Number of inner steps to run when using the PPCG solver. The default value is 10.

tl_ch_cg_errswitch

If enabled alongside Chebshev/PPCG solver, switch when a certain error is reached instead of when a certain number of steps is reached. The default for this is off.

tl_ch_cg_epslim

Default error to switch from CG to Chebyshev when using Chebyshev solver with the tl_cg_ch_errswitch option enabled. The default value is 1e-5.

tl_check_result

After the solver reaches convergence, calculate ||b-Ax|| to make sure the solver has actually converged. The default for this option is off.

tl_preconditioner_type

This keyword invokes the pre-conditioner. Options are:

  • none - No preconditioner.
  • jac_diag - Diagonal Jacobi preconditioner. Typically reduces condition number by around 5% but may not reduce time to solution
  • jac_block - Block Jacobi preconditioner (with a currently hardcoded block size of 4). Typically reduces the condition number by around 50% but may not reduce time to solution

tl_use_jacobi

This keyword selects the Jacobi method to solve the linear system. Note that this a very slowly converging method compared to other options. This is the default method is no method is explicitly selected.

tl_use_cg

This keyword selects the Conjugate Gradient method to solve the linear system.

tl_use_ppcg

This keyword selects the Conjugate Gradient method to solve the linear system.

tl_use_chebyshev

This keyword selects the Chebyshev method to solve the linear system.

profiler_on

This option turns the code's coarse grained internal profiler end. Timing information is reported at the end of the simulation in the tea.out file. The default is no profiling.

verbose_on

The option prints out extra information such as residual per iteration of a solve.

tl_max_iters <I>

This option provides an upper limit of the number of iterations used for the linear solve in a step. If this limit is reached, then the solution vector at this iteration is used as the solution, even if the convergence criteria has not been met. For this reason, care should be taken in the comparison of the performance of a slowly converging method, such as Jacobi, as the convergence criteria may not have been met for some of the steps. The default value is 1000.

tl_eps <R>

This option sets the convergence criteria for the selected solver. It uses a least squares measure of the residual. The default value is 1.0e-10.

`tl_coefficient_density

This option uses the density as the conduction coefficient. This is the default option.

`tl_coefficient_inverrse_density

This option uses the inverse density as the conduction coefficient.

test_problem <I>

This keyword selects a standard test with a "known" solution. Test problem 1 is automatically generated if the tea.in file does not exist. Test problems 2-5 are shipped in the TeaLeaf repository. Note that the known solution for an iterative solver is not an analytic solution but is the solution for a single core simulation with IEEE options enabled with the Intel compiler and a strict convergence of 1.0e-15. The difference to the expected solution is reported at the end of the simulation in the tea.out file. There is no default value for this option.

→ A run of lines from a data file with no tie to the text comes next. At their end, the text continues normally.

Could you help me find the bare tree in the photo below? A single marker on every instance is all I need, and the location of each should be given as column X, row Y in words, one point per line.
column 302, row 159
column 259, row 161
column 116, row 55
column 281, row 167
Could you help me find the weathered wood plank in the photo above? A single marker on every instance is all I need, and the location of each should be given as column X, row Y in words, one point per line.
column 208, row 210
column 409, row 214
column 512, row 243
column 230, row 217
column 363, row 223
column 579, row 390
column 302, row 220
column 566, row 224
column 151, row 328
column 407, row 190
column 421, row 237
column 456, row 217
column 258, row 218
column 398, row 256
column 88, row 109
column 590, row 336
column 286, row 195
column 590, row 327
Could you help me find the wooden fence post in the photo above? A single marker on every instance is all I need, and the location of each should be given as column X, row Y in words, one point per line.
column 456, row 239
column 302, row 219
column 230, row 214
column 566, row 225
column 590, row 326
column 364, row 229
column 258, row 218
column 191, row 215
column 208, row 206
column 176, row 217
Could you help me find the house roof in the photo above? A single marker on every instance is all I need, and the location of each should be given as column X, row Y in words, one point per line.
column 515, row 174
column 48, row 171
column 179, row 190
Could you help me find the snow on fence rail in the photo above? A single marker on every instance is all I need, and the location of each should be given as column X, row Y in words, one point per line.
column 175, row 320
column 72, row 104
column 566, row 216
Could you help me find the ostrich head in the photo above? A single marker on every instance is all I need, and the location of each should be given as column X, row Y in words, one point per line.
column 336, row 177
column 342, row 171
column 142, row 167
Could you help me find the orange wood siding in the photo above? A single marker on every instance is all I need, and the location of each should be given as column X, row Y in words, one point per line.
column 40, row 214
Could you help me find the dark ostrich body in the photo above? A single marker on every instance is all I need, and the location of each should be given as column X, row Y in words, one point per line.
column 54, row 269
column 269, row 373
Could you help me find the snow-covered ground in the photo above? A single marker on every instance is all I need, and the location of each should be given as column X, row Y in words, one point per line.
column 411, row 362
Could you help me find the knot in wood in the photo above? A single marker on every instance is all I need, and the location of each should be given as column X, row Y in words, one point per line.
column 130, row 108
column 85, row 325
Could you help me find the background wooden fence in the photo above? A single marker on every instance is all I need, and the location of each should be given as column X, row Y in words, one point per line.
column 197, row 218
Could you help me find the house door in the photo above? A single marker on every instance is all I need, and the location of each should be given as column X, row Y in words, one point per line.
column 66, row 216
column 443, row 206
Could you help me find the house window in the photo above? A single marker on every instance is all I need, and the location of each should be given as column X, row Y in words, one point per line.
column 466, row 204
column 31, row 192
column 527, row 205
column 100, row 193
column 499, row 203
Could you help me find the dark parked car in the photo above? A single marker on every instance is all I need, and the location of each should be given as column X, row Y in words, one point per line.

Structure and Code elements

In the root of the application exists folders containing the 2d and 3d implementations. Ideally they would be consistent, however this is not currently the case as the 2d version has received far more extensive development and testing.

The term kernel suite will be used throughout to denote one of the sets of kernel implementations included in the application, for instance there are existing OpenMP, CUDA etc kernel suites. Each of those kernel suites lives inside the c_kernels directory, and should be named with a short name in all lowercase letters, e.g. omp3.

In the root of 2d, the chunk.h header describes fields that are used by all of the kernels to some extent. In order to keep separation between the different implementations, this structure contains only those variables necessary for execution of the serial kernels. If some additional fields are required, you can declare a ChunkExtension structure inside the kernel suite folder, by adding it to the chunk_extension.h file. It will also be necessary to typedef the FieldBufferType, which allows the type of all data arrays in the Chunk structure to be overload per kernel suite.